Christliche Elemente
Außerhalb der Gralsromane gibt es eine kirchliche Überlieferung, die Josef von Arimathäa mit dem Kelch in Verbindung bringt. Diese geht auf den Bischof Amalarius von Metz zurück († um 850), der anfing, die Abendmahlsfeier allegorisch zu interpretieren. Der Altar wird hier das Grab Christi, das Altartuch das Leichentuch etc. Fassbar wird diese Überlieferung in Theologen des 12. und 13. Jahrhunderts wie Rupert von Deutz, Hildebert von Tours und William Durand. Von diesen wiederum hat Robert de Boron sein Gralsmaterial übernommen (vgl. Allen Cabaniss: Studies in English, 1963). In der Figur des Josef von Arimathäa kommt eine christliche Strömung zum Ausdruck, die abseits der offiziellen Glaubensrichtung steht. Er repräsentiert ein fernes Echo des Urchristentums, das ohne Amtskirche auskam, und das im Bild der Gralsgemeinde und ihrer Kulthandlung um das Gralsgefäß weiterlebt. Um seine Person herum verkörperte sich die neu aufkommende Strömung der Mysterienfrömmigkeit (etwa seit dem 8. Jahrhundert), die erst zur Zeit ihrer Unterdrückung durch die offizielle Kirche in die literarischen Zeugnisse eingegangen ist.

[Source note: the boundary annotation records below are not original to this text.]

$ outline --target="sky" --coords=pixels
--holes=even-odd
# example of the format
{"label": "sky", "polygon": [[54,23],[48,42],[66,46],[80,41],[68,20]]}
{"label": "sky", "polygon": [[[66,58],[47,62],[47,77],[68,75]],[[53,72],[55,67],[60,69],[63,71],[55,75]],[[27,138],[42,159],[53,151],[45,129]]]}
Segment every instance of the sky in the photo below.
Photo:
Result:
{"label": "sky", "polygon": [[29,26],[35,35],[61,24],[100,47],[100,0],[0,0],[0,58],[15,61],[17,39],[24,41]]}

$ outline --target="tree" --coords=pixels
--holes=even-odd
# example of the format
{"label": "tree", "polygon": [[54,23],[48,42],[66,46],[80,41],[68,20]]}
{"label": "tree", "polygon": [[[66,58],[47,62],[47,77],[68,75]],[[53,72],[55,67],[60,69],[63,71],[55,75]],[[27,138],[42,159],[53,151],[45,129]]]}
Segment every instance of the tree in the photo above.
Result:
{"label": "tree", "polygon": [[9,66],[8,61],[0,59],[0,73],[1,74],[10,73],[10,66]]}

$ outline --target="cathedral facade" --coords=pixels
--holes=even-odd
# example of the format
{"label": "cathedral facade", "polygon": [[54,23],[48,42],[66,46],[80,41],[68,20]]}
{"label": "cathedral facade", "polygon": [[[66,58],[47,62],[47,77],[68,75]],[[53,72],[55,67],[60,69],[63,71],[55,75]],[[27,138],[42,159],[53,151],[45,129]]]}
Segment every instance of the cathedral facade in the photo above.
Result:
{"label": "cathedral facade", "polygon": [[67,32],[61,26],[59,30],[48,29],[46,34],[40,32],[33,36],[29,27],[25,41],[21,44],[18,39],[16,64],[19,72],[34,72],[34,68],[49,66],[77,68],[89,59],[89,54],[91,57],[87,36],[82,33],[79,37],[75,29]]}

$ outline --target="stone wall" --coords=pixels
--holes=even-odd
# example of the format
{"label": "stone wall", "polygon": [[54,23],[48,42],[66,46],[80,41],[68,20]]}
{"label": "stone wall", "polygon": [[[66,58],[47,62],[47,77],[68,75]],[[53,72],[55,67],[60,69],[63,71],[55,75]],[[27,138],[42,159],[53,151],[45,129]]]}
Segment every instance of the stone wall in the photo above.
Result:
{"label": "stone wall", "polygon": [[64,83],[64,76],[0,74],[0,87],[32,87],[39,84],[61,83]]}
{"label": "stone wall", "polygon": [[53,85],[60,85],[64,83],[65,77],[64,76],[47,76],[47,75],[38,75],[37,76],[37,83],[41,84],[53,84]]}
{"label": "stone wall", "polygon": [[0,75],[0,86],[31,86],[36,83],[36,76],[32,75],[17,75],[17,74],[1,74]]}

Sehr früh verband sich der Gral mit der christlichen Tradition der Eucharistie: Der Gral wurde als der Kelch verstanden, den Christus beim letzten Abendmahl mit seinen Jüngern benutzt hat und in dem Josef von Arimathäa das Blut Christi unter dessen Kreuz aufgefangen hat, wie schon früh in apokryphen Evangelientexten erzählt wurde. Der Gral stellt sich damit als eine der zahlreichen mittelalterlichen Blut-Christi-Reliquien dar (Longinuslanze, Turiner Grabtuch, Schweißtuch der Veronika, Eucharistie-Wunder von Lanciano, Blutwunder des Januarius in Neapel).
Ähnlich wie diese Traditionen gehört die Entstehung der Gralslegende mentalitätsgeschichtlich in die Entwicklung der zunehmenden Abendsmahlsfrömmigkeit des 12./13. Jahrhunderts. In dieselbe Zeit fallen auch die Formulierung und Dogmatisierung der Transsubstantiationslehre auf dem Vierten Laterankonzil (1215), die Entstehung des Fronleichnamfestes (1264 von Papst Urban IV. zum Fest der Gesamtkirche erhoben) und die Verdrängung der Kelchkommunion durch Laien (verboten erst 1415 auf dem Konzil von Konstanz, aber schon im Mittelalter zunehmend den Priestern vorbehalten, um die Gefahr versehentlichen Verschüttens des Blutes Christi zu vermeiden).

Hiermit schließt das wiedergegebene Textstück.